A versão final do documento teria sido apresentada no dia 14 de dezembro de 2022 pelo então ministro da Defesa Paulo Sérgio Nogueira aos comandantes das três Forças Armadas.

O documento previa:

  • Decretação do Estado de defesa, dando a Bolsonaro poderes extraordinários mesmo após ter sido derrotado nas eleições
  • Criação de uma "Comissão de Regularidade Eleitoral", um órgão que faria uma revisão do resultado das eleições

As investigações apontam, no entanto, que o plano teria sido rechaçado por Freire Gomes e Baptista Júnior.

Em junho de 2023, ao falar sobre o assunto, Bolsonaro negou ter conhecimento sobre a minuta ou que ela tivesse conteúdo golpista.

"Não tive conhecimento… Não existe golpe com respaldo jurídico. Golpe é pé na porta e arma na cara, meu deus do céu. Golpe tem que depor alguém", disse o ex-presidente da jornalistas.

Um mês depois, Bolsonaro voltou a tentar se desvincular do tema.

"Estado de defesa é previsto na Constituição. Não tomei conhecimento desse documento, dessa minuta. Nas perícias, só encontraram digitais do delegado da operação e de um agente, de mais ninguém. Papéis, eu recebia um monte. Então, é óbvio que não tem cabimento você dar golpe com respaldo da Constituição", disse Bolsonaro.

Pressão sobre comando militar

A denúncia narra como militares que faziam parte do suposto núcleo golpista passaram a agir para pressionar os comandantes das Forças Armadas a aderirem ao plano.

À época, diz a denúncia, havia rumores sobre a hesitação de alguns dos comandantes militares, entre eles o do Exército e da Aeronáutica.

Na ocasião, já após a derrota de Bolsonaro nas eleições, esses militares, a maioria integrantes ou ex-integrantes das Forças Especiais, passaram a organizar reuniões com objetivo de elaborar um plano de pressão.

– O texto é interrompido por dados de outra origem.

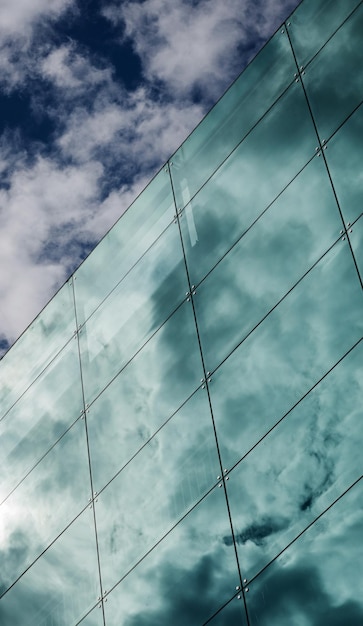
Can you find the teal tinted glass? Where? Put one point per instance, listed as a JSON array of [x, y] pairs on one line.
[[48, 499], [259, 169], [186, 578], [314, 22], [61, 586], [318, 580], [40, 417], [232, 118], [344, 155], [133, 312], [334, 76], [287, 354], [44, 338], [300, 468], [128, 240], [126, 415], [355, 234], [159, 485], [269, 259]]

"Os diálogos confirmam a ideia de reunir exclusivamente militares com formação em Forças Especiais que poderiam, de algum modo, influenciar seus comandantes, valendo-se também dos seus conhecimentos táticos especializados", diz um trecho da denúncia.

Segundo a PGR, os militares se encontraram no salão de festas do prédio onde morava o coronel do Exército Márcio Nunes de Resende Júnior, que também foi denunciado.

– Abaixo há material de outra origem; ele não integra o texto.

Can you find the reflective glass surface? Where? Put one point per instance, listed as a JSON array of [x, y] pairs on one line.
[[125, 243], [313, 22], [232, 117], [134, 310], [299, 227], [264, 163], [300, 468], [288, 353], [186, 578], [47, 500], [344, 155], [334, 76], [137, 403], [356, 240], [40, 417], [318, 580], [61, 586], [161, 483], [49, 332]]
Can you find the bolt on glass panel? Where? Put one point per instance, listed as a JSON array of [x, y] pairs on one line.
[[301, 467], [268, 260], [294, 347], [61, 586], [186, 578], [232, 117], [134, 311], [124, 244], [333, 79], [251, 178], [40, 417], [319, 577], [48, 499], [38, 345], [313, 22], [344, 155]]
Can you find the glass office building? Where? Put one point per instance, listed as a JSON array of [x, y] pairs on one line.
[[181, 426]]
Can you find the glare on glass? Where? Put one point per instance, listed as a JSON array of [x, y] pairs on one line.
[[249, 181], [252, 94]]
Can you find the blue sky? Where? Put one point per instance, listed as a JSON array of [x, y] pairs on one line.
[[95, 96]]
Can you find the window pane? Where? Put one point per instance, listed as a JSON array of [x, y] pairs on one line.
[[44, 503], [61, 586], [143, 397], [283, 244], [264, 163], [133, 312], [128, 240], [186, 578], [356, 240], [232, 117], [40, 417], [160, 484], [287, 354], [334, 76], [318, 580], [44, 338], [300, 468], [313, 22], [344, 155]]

Após a reunião, os militares teriam elaborado a minuta de uma carta ao comando militar com o objetivo de pressioná-lo a aderir ao plano golpista.

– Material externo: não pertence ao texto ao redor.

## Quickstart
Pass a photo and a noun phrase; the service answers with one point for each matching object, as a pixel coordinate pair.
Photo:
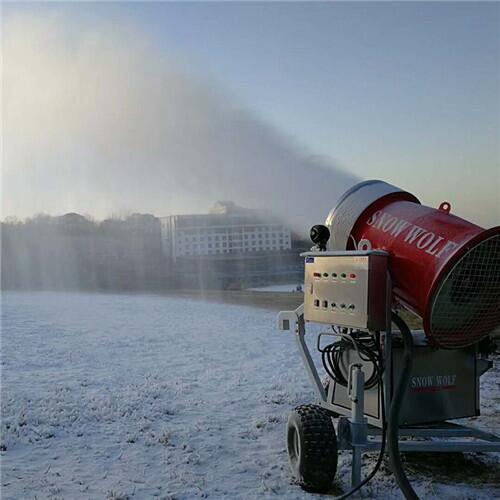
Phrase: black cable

Em seu depoimento à Polícia Federal, o então comandante do Exército, general Freire Gomes, confirmou essa tese.

"Indagado se a publicação no dia 28.11.2022 (data em que a carta foi divulgada) do documento intitulado 'Carta ao comandante do Exército de Oficiais Superiores da Ativa do Exército Brasileiro' foi feita para pressionar o depoente (Freire Gomes)", diz um trecho do documento.

A minuta da carta foi divulgada pelo jornalista Paulo Figueiredo, que também foi denunciado como integrante da organização criminosa.

Procurado sobre o assunto, Figueiredo enviou uma nota.

"Estou honrado em estar ao lado de patriotas neste documento histórico que reflete a ditadura na qual vivemos. Vamos vencer e todos os agentes públicos que se utilizam das suas posições para perseguir opositores políticos serão responsabilizados sem misericórdia no momento oportuno", disse Figueiredo.

Ao final, as investigações concluíram que Freire Gomes e o então comandante da Aeronáutica, o Brigadeiro Baptista Júnior, teriam se posicionado contra a tentativa de golpe. Entre os três comandantes militares da época, segundo a investigação, apenas o almirante Almir Garnier, que liderava a Marinha, teria se colocado a favor do plano.

De acordo com o portal UOL, o advogado de Garnier, Demóstenes Torres, disse que ainda lerá a denúncia.

"Creio que agora teremos acesso à delação do Cid. Em seguida exerceremos o contraditório", disse o advogado.